La didactique de l'oral s'est enrichie sous l'influence des théories communicatives et de la linguistique poststructuraliste pour fonder de nouvelles propositions d'enseignement, préconiser des référentiels de compétences bien définis et favoriser la variation langagière. L'objectif premier de tout apprentissage de l'oral reste de développer la production orale, donc de nouveaux comportements langagiers, en faisant communiquer les apprenants de la manière la plus naturelle et la plus authentique possible. "A retenir que la maîtrise de la production est le résultat d'une pratique et qu'il faut donc multiplier les activités tout en favorisant en premier lieu le désir d'échange: pour que les échanges puissent s'engager, les déclencheurs des productions langagières, même s'ils sont proches de l'artifice dans une classe de langue, doivent motiver la parole et créer le besoin de parler et le vouloir dire" (Cuq & Gruca, 2005, p.184).

La production orale apparaît souvent en fin de cours. Une fois la compréhension bien explicitée, la production est un moyen de réinvestir ce que les élèves ont acquis durant le cours. En se resservant de ce qu’ils ont entendu, ils peuvent plus aisément le mettre en pratique. Ils peuvent ainsi réutiliser les structures et le vocabulaire appris directement dans le même cours. C’est un bon moyen d’apprendre par le jeu.

Dans une perspective d'enseignement/apprentissage de l'oral communicatif, la langue est vue, avant tout, comme instrument de communication, et même comme " instrument d'interaction sociale " (Germain, 1993b, p.202). Outre les règles de la langue, il est nécessaire de connaître les règles d'emploi pour pouvoir communiquer. Les activités privilégiées ne sont plus alors les exercices structuraux ou de simples répétitions, mais les jeux, notamment jeux de rôles et simulations, au cours desquels les apprenants construisent eux-mêmes, par induction, et de manière pour ainsi dire inconsciente, la compétence linguistique dont ils ont besoin pour communiquer, ce que résume d'ailleurs la formule apprendre une langue en communiquant (Py, 1990).

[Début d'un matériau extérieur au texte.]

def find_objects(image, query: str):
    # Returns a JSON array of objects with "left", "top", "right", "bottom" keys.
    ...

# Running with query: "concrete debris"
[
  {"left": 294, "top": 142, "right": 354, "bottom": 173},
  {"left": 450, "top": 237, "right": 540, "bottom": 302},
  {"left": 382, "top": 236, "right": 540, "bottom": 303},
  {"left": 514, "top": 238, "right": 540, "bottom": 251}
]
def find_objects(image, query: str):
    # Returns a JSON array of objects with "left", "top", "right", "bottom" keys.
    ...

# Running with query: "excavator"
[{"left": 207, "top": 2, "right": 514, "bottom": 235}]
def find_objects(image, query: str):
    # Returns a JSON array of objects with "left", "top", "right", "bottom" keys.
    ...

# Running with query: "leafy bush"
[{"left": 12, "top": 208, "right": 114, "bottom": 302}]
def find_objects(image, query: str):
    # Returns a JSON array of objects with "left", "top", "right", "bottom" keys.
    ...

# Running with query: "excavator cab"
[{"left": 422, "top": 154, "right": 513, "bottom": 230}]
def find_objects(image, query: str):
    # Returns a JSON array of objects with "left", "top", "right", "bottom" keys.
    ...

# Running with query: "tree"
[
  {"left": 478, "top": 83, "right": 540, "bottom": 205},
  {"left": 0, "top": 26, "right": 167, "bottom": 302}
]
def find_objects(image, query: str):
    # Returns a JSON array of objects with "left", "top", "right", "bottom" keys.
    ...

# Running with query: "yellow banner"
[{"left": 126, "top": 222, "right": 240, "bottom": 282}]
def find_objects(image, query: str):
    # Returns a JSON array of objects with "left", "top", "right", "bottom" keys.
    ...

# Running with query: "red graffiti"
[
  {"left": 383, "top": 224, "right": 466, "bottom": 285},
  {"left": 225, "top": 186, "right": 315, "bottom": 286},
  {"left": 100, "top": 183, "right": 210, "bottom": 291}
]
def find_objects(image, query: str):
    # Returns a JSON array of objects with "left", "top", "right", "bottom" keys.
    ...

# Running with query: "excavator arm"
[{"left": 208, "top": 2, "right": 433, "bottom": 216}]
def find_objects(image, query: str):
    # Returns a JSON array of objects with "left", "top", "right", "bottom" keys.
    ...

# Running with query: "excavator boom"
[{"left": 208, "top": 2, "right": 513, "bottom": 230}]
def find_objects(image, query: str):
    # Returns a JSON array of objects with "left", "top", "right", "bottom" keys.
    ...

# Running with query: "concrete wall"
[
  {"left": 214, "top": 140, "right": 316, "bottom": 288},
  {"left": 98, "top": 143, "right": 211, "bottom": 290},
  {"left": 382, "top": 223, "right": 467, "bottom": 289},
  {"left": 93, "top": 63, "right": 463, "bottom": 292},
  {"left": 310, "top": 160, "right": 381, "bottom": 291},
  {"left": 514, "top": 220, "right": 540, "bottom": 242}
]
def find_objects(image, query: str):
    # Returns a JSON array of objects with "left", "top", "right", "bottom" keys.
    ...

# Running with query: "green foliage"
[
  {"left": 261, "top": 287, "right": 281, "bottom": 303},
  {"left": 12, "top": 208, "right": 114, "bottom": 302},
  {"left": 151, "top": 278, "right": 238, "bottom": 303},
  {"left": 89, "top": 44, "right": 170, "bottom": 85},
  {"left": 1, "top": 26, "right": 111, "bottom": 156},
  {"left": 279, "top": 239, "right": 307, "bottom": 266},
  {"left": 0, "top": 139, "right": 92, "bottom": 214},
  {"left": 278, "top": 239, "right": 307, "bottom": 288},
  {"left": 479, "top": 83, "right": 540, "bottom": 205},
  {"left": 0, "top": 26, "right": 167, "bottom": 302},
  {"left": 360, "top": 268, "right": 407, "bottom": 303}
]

Un écueil est à éviter lors de ces productions orales : la répétition pure et simple remémorée des situations préalablement apprises. Conçue dans cet esprit, cette activité n'est pas productive, puisqu’elle ne mobilise que la mémoire. Les étudiants doivent s’impliquer personnellement dans les situations qu’ils produisent. Pour créer cette implication, des conditions sont nécessaires: l’activité doit proposer des « situations

155 problèmes », le temps consacré au travail de groupe doit être assez long, des groupes de travail d’environ trois participants sont constitués, il faut laisser aux étudiants une grande marge de créativité, le professeur doit rester à la disposition des élèves, mais ne doit pas jouer le rôle de surveillant, la classe peut noter les erreurs des autres groupes, qu’elle présente en fin de production. Cette dernière tâche est une manière privilégiée d’obtenir une coopération dans la classe, le sentiment que l’apprentissage se fait en commun, les uns avec les autres et non en compétition. « Les élèves impliqués dans la correction laissent rarement passer des fautes, ce qui prouve que la grammaire les intéresse s’ils la prennent en charge eux-mêmes » (Courtillon, 2003, p.72).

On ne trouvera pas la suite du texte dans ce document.